MaskGaussian: Adaptive 3D Gaussian Representation from Probabilistic Masks

Yifei Liu1,2, Zhihang Zhong1, Yifan Zhan1,3, Sheng Xu2, Xiao Sun1,
1 Shanghai Artificial Intelligence Laboratory, 2 Beihang University, 3 The University of Tokyo,
Paper Code

TL;DR: We introduce MaskGaussian, which probabilistically samples Gaussians and prunes them through gradients from both used and masked Gaussians. We embed masks into just 2 lines of CUDA forward code to make masked-out Gaussian's sampling probability trainable, preventing suboptimal pruning decisions from degenerated optimization state which loses scene details.

Ours
PSNR: 31.54
# GS (M): 0.51
FPS: 435.0
3DGS [Kerbl 2023]
PSNR: 31.54
# GS (M): 1.75
FPS: 195.1
Ours
PSNR: 27.34
# GS (M): 2.13
FPS: 227.2
Compact 3DGS [Lee 2024]
PSNR: 27.06
# GS (M): 2.46
FPS: 178.4

Left: Compared with 3DGS, MaskGaussian can reduce the number of Gaussian points without compromising the reconstruction quality. Right: MaskGaussian can use fewer Gaussians to better restore the "details" of the vines.



Abstract

While 3D Gaussian Splatting (3DGS) has demonstrated remarkable performance in novel view synthesis and real-time rendering, the high memory consumption due to the use of millions of Gaussians limits its practicality. To mitigate this issue, improvements have been made by pruning unnecessary Gaussians, either through a hand-crafted criterion or by using learned masks. However, these methods deterministically remove Gaussians based on a snapshot of the pruning moment, leading to sub-optimized reconstruction performance from a long-term perspective. To address this issue, we introduce MaskGaussian, which models Gaussians as probabilistic entities rather than permanently removing them, and utilize them according to their probability of existence. To achieve this, we propose a masked-rasterization technique that enables unused yet probabilistically existing Gaussians to receive gradients, allowing for dynamic assessment of their contribution to the evolving scene and adjustment of their probability of existence. Hence, the importance of Gaussians iteratively changes and the pruned Gaussians are selected diversely. Extensive experiments demonstrate the superiority of the proposed method in achieving better rendering quality with fewer Gaussians than previous pruning methods, pruning over 60% of Gaussians on average with only a 0.02 PSNR decline.



Method Overview

Overview of MaskGaussian: We illustrate our pipeline with five Gaussians, G1 through G5, where G2 and G5 are not sampled and masked. First, all Gaussians are splatted in the standard manner, and differentiable masks are sampled from their existence distributions. For each query pixel, a splat Gi has αi computed from normal attributes (center, scale, rotation). Splats with zero αi are filtered out, and the remaining splats and their masks are passed into the masked-rasterization. We apply the masks in two places: the transmittance evolution for Ti and the color rendering for ci. A masked splat Gi (e.g., i=2 in this figure) does not receive a gradient for αi, and thus does not update its normal attributes, but it receives a gradient for mask mi and updates its existence probability.



Results

Main results on Mip-Nerf360, Tanks & Temples, and Deep Blending.

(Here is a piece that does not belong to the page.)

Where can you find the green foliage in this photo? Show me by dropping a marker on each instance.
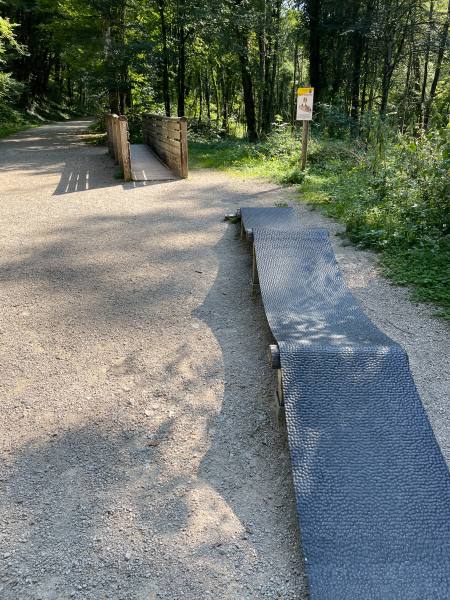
(393, 198)
(276, 158)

Training Progress Comparison

Compared to Compact3DGS, MaskGaussian progressively prunes more Gaussians, leading to faster training and lower GPU memory requirements, while retainning higher reconstruction quality.


Peak GPU Memory Cost:

Also Supports Finetuning

Although not specifically designed for post-training, MaskGaussian can be used for finetuning an already existing Gaussian scene. You can use it as a drop-in replacement for LightGaussian — you can use it with exactly the same commands, no modifications needed. Try it out with the code here!


Can be seamlessly integrated into SOTA training pipelines

Our method can in theory prune Gaussians for any SOTA 3DGS-pipeline. For example, we add MaskGaussian on Taming-3DGS and show that it has better efficiency than directly controlling its targeting budget.